Moschea, il presidente degli islamici si difende: "Nessuna truffa"

Bergamo: la versione di Imad El Joulani, accusato di aver ingannato la fondazione Qatar Charity

Imad El Joulani, sotto processo per truffa

Imad El Joulani, sotto processo per truffa

Bergamo, 28 novembre 2018 - "Non c'è stata nessuna truffa». Lo ha affermato con decisione ieri, rispondendo alle domande del pm Carmen Pugliese, Imad El Joulani, 58 anni, il cardiologo giordano già presidente del centro culturale islamico di Bergamo, quello di via Cenisio, e ora presidente della Comunità islamica bergamasca (Cib), a processo davanti al giudice Bianca Maria Bianchi per truffa aggravata: secondo le contestazioni, nel giugno 2015, dopo aver ottenuto, a nome del predetto Centro, una donazione di 4 milioni e 980mila euro dalla Qatar Charity Foundation (si occupa di finanziare la realizzazione di moschee in tutto il mondo), prospettando falsamente la costruzione di un nuovo centro islamico in via Baioni, costituiva l’associazione Comunità islamica di Bergamo e procedeva all’acquisto di un terreno e di un capannone in via San Fermo, utilizzando le somme di denaro nel frattempo erogate dalla Charity Foundation, per tramite di Ucoii (Unione comunià islamiche d’Italia).

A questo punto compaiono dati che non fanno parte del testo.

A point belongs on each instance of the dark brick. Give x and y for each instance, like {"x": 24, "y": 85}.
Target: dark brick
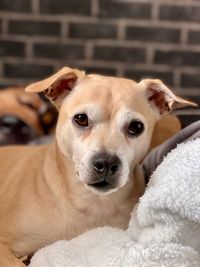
{"x": 92, "y": 30}
{"x": 189, "y": 80}
{"x": 27, "y": 70}
{"x": 177, "y": 58}
{"x": 165, "y": 76}
{"x": 11, "y": 48}
{"x": 34, "y": 28}
{"x": 109, "y": 8}
{"x": 153, "y": 34}
{"x": 65, "y": 7}
{"x": 59, "y": 51}
{"x": 180, "y": 13}
{"x": 194, "y": 37}
{"x": 15, "y": 5}
{"x": 119, "y": 53}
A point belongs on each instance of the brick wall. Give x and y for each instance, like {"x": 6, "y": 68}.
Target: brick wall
{"x": 132, "y": 38}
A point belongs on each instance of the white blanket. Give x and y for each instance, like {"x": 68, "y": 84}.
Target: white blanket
{"x": 164, "y": 229}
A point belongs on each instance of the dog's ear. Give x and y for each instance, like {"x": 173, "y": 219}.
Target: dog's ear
{"x": 161, "y": 97}
{"x": 57, "y": 86}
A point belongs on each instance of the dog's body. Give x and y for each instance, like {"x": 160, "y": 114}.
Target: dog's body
{"x": 89, "y": 176}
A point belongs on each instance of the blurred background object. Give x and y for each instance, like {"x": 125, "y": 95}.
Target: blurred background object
{"x": 24, "y": 117}
{"x": 132, "y": 38}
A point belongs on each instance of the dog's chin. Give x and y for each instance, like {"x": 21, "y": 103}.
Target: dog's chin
{"x": 102, "y": 187}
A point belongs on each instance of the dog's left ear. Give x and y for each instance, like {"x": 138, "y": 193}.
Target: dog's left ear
{"x": 161, "y": 97}
{"x": 57, "y": 86}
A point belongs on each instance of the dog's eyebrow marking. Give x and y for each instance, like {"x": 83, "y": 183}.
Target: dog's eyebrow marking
{"x": 125, "y": 115}
{"x": 93, "y": 111}
{"x": 55, "y": 90}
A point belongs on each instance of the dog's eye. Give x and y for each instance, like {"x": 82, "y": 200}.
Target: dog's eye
{"x": 135, "y": 128}
{"x": 81, "y": 120}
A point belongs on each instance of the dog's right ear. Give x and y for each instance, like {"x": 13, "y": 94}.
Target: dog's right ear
{"x": 57, "y": 86}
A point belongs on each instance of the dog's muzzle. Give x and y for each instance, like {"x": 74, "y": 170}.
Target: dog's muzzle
{"x": 105, "y": 172}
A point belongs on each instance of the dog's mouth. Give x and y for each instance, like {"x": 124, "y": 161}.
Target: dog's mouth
{"x": 102, "y": 186}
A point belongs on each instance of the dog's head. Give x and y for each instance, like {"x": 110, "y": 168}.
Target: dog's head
{"x": 105, "y": 123}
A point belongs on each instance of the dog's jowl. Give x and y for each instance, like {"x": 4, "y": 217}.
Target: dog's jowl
{"x": 89, "y": 176}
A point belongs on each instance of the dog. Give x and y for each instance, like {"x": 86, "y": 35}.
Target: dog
{"x": 24, "y": 117}
{"x": 90, "y": 175}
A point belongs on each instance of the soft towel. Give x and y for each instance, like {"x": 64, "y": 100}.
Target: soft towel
{"x": 164, "y": 229}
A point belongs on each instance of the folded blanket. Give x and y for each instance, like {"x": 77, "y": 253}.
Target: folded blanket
{"x": 164, "y": 229}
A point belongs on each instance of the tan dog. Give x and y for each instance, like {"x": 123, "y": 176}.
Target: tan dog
{"x": 89, "y": 176}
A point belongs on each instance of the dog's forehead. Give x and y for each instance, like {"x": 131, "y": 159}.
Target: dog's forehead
{"x": 106, "y": 90}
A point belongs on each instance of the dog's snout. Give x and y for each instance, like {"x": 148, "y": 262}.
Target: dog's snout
{"x": 105, "y": 164}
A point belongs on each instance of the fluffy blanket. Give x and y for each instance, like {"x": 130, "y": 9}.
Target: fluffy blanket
{"x": 165, "y": 225}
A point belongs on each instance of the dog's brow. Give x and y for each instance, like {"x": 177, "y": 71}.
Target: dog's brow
{"x": 125, "y": 115}
{"x": 93, "y": 111}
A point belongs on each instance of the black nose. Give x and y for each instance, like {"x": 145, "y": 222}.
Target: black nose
{"x": 105, "y": 164}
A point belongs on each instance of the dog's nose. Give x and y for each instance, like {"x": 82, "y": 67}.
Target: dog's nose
{"x": 105, "y": 164}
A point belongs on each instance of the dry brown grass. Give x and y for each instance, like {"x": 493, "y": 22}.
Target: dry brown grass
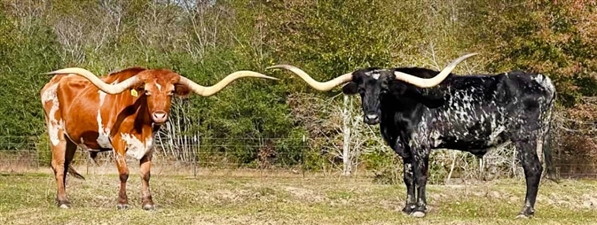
{"x": 254, "y": 197}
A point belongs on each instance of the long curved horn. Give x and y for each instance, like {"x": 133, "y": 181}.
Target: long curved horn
{"x": 207, "y": 91}
{"x": 320, "y": 86}
{"x": 108, "y": 88}
{"x": 431, "y": 82}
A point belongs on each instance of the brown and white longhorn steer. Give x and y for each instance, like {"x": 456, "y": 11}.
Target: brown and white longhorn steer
{"x": 121, "y": 111}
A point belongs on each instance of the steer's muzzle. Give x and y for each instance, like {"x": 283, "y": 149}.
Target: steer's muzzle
{"x": 371, "y": 118}
{"x": 159, "y": 117}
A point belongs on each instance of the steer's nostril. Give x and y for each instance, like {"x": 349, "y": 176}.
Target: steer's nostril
{"x": 372, "y": 116}
{"x": 159, "y": 115}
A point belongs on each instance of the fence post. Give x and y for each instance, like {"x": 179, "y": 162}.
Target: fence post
{"x": 303, "y": 156}
{"x": 195, "y": 155}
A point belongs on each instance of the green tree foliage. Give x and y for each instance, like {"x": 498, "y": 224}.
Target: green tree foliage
{"x": 255, "y": 119}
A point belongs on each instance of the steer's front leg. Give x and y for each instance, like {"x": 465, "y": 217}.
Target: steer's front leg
{"x": 123, "y": 170}
{"x": 409, "y": 181}
{"x": 420, "y": 169}
{"x": 145, "y": 169}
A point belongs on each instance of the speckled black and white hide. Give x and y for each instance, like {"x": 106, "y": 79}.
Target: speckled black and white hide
{"x": 468, "y": 113}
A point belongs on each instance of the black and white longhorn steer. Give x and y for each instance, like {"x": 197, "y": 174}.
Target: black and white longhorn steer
{"x": 420, "y": 109}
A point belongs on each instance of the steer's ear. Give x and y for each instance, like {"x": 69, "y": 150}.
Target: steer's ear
{"x": 181, "y": 90}
{"x": 350, "y": 88}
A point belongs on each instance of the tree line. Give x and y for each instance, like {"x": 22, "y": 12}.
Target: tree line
{"x": 206, "y": 40}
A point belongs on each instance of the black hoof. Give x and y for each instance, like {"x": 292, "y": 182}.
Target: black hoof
{"x": 408, "y": 209}
{"x": 121, "y": 206}
{"x": 418, "y": 214}
{"x": 63, "y": 204}
{"x": 526, "y": 213}
{"x": 149, "y": 207}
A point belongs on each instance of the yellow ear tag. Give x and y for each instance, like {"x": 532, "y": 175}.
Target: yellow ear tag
{"x": 134, "y": 93}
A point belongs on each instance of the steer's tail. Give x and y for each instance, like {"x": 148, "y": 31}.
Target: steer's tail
{"x": 547, "y": 124}
{"x": 74, "y": 173}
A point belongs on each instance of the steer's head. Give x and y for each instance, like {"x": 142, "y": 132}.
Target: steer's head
{"x": 372, "y": 84}
{"x": 158, "y": 86}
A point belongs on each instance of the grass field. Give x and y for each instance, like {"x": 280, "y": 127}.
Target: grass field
{"x": 253, "y": 198}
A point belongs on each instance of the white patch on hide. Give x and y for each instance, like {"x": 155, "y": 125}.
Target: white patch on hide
{"x": 103, "y": 138}
{"x": 54, "y": 126}
{"x": 135, "y": 148}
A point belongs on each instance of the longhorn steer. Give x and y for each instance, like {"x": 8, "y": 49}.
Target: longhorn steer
{"x": 121, "y": 111}
{"x": 419, "y": 110}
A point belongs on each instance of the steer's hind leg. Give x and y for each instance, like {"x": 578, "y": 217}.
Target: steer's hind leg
{"x": 145, "y": 169}
{"x": 526, "y": 148}
{"x": 60, "y": 169}
{"x": 409, "y": 181}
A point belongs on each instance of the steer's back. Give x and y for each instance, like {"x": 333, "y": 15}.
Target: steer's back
{"x": 477, "y": 111}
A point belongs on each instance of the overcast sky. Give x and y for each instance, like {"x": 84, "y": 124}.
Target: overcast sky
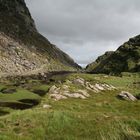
{"x": 86, "y": 29}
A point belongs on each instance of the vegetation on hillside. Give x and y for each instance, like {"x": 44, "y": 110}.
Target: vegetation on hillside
{"x": 125, "y": 59}
{"x": 101, "y": 116}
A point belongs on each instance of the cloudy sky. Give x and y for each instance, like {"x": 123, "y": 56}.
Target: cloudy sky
{"x": 86, "y": 29}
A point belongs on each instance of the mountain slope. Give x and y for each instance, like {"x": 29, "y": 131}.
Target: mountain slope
{"x": 22, "y": 48}
{"x": 125, "y": 59}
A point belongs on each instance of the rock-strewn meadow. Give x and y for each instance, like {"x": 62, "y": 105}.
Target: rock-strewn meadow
{"x": 70, "y": 106}
{"x": 45, "y": 95}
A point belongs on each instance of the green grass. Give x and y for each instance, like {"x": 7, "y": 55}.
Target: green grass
{"x": 101, "y": 117}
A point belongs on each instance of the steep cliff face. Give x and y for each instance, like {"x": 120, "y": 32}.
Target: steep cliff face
{"x": 22, "y": 48}
{"x": 125, "y": 59}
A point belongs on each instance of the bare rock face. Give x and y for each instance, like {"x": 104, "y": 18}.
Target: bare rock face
{"x": 127, "y": 96}
{"x": 22, "y": 48}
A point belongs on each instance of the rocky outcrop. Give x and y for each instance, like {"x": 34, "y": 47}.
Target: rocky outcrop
{"x": 127, "y": 96}
{"x": 22, "y": 48}
{"x": 64, "y": 91}
{"x": 125, "y": 59}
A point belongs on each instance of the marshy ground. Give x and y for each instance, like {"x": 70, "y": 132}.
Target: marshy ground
{"x": 101, "y": 116}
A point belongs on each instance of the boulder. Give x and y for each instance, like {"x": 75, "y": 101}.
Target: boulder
{"x": 8, "y": 91}
{"x": 39, "y": 92}
{"x": 47, "y": 106}
{"x": 83, "y": 92}
{"x": 57, "y": 97}
{"x": 54, "y": 90}
{"x": 79, "y": 81}
{"x": 100, "y": 87}
{"x": 127, "y": 96}
{"x": 75, "y": 95}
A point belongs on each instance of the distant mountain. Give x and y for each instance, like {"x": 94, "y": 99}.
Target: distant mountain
{"x": 22, "y": 48}
{"x": 125, "y": 59}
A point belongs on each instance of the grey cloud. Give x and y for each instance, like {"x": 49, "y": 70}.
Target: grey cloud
{"x": 86, "y": 28}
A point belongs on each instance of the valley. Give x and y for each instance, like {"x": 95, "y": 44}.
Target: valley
{"x": 100, "y": 115}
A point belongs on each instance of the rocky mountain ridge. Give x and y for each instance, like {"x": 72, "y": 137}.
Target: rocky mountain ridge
{"x": 22, "y": 48}
{"x": 125, "y": 59}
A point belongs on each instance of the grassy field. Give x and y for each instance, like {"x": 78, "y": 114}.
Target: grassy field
{"x": 100, "y": 117}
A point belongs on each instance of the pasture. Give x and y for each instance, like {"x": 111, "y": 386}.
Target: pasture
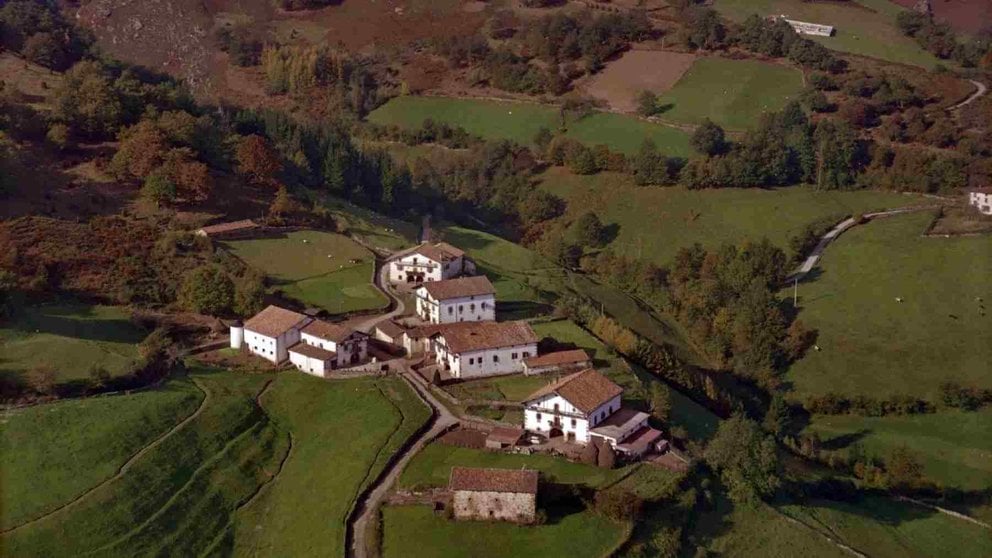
{"x": 874, "y": 344}
{"x": 520, "y": 122}
{"x": 70, "y": 338}
{"x": 681, "y": 217}
{"x": 318, "y": 268}
{"x": 954, "y": 446}
{"x": 732, "y": 93}
{"x": 416, "y": 532}
{"x": 866, "y": 27}
{"x": 269, "y": 463}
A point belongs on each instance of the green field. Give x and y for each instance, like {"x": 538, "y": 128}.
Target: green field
{"x": 871, "y": 343}
{"x": 415, "y": 532}
{"x": 70, "y": 338}
{"x": 317, "y": 272}
{"x": 954, "y": 446}
{"x": 94, "y": 437}
{"x": 681, "y": 217}
{"x": 865, "y": 27}
{"x": 521, "y": 121}
{"x": 271, "y": 464}
{"x": 732, "y": 93}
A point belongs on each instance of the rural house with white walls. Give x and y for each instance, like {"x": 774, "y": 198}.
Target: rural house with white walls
{"x": 466, "y": 299}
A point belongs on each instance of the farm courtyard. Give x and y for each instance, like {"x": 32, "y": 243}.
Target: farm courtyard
{"x": 321, "y": 269}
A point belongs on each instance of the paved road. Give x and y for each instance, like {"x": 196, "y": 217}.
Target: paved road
{"x": 810, "y": 262}
{"x": 441, "y": 420}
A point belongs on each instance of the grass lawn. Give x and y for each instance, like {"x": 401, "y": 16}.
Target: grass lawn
{"x": 239, "y": 478}
{"x": 866, "y": 27}
{"x": 520, "y": 122}
{"x": 94, "y": 438}
{"x": 69, "y": 337}
{"x": 872, "y": 344}
{"x": 732, "y": 93}
{"x": 681, "y": 217}
{"x": 415, "y": 532}
{"x": 303, "y": 270}
{"x": 955, "y": 447}
{"x": 889, "y": 529}
{"x": 432, "y": 467}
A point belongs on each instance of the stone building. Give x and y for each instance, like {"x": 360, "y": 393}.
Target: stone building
{"x": 494, "y": 494}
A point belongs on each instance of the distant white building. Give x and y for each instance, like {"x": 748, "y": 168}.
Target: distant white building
{"x": 467, "y": 299}
{"x": 271, "y": 332}
{"x": 325, "y": 346}
{"x": 806, "y": 28}
{"x": 477, "y": 349}
{"x": 981, "y": 199}
{"x": 586, "y": 406}
{"x": 429, "y": 262}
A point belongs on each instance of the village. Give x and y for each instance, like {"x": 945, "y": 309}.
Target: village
{"x": 452, "y": 335}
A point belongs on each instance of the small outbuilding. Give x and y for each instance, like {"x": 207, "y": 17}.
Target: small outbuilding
{"x": 494, "y": 494}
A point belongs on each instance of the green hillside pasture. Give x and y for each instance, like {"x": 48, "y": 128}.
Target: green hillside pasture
{"x": 343, "y": 433}
{"x": 432, "y": 467}
{"x": 873, "y": 344}
{"x": 954, "y": 446}
{"x": 732, "y": 93}
{"x": 303, "y": 270}
{"x": 884, "y": 528}
{"x": 865, "y": 27}
{"x": 69, "y": 338}
{"x": 680, "y": 217}
{"x": 94, "y": 437}
{"x": 520, "y": 122}
{"x": 416, "y": 532}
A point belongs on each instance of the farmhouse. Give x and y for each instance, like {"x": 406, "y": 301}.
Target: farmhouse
{"x": 559, "y": 361}
{"x": 429, "y": 262}
{"x": 476, "y": 349}
{"x": 494, "y": 494}
{"x": 981, "y": 199}
{"x": 271, "y": 332}
{"x": 467, "y": 299}
{"x": 586, "y": 406}
{"x": 325, "y": 346}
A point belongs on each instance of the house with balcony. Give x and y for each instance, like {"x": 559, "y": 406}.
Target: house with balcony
{"x": 429, "y": 262}
{"x": 466, "y": 299}
{"x": 586, "y": 407}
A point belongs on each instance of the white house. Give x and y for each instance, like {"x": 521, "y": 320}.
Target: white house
{"x": 271, "y": 332}
{"x": 981, "y": 199}
{"x": 586, "y": 406}
{"x": 429, "y": 262}
{"x": 325, "y": 346}
{"x": 475, "y": 349}
{"x": 467, "y": 299}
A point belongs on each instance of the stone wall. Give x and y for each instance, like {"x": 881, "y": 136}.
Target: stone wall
{"x": 517, "y": 507}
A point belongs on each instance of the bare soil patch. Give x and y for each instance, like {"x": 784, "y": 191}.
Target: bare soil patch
{"x": 620, "y": 82}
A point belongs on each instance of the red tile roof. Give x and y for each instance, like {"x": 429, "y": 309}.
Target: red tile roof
{"x": 478, "y": 336}
{"x": 571, "y": 356}
{"x": 312, "y": 352}
{"x": 586, "y": 390}
{"x": 493, "y": 480}
{"x": 274, "y": 321}
{"x": 458, "y": 288}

Per oltre quattro ore, El Joulani ha respinto tutte le accuse, ribattendo punto su punto alle contestazioni del pm Pugliese. «Nell’ottobre 2014 - ha ricordato il medico giordano - quando sfumò il progetto di via Baioni, i rappresentanti della Charity Foundation e dell’Ucoii erano contenti di quello di via San Fermo da me prospettato. Vennero anche a Bergamo a vederlo. Poi a dicembre ricevetti una mail in cui un rappresentante mi prospettava di intestarlo all’associazione che stava per costituire: voleva allargare il progetto e arrivare a prendere un finanziamento di 15 milioni di euro. Io dissi di no, già avevo impiegato 7 mesi per avere tutta la documentazione per quello di via San Fermo. Allora iniziarono a fare pressioni su Mohamed Saleh (attuale presidente del Centro culturale islamico di via Cenisio, parte civile al processo, che con a sua denuncia diede il via all’intera inchiesta, ndr), affinchè mi denunciasse per truffa. Voglio ribadire che nulla vietava, qualora fosse tramontato il progetto di via Baioni, la realizzazione di una moschea in un altro sito. Su questo erano tutti d’accordo».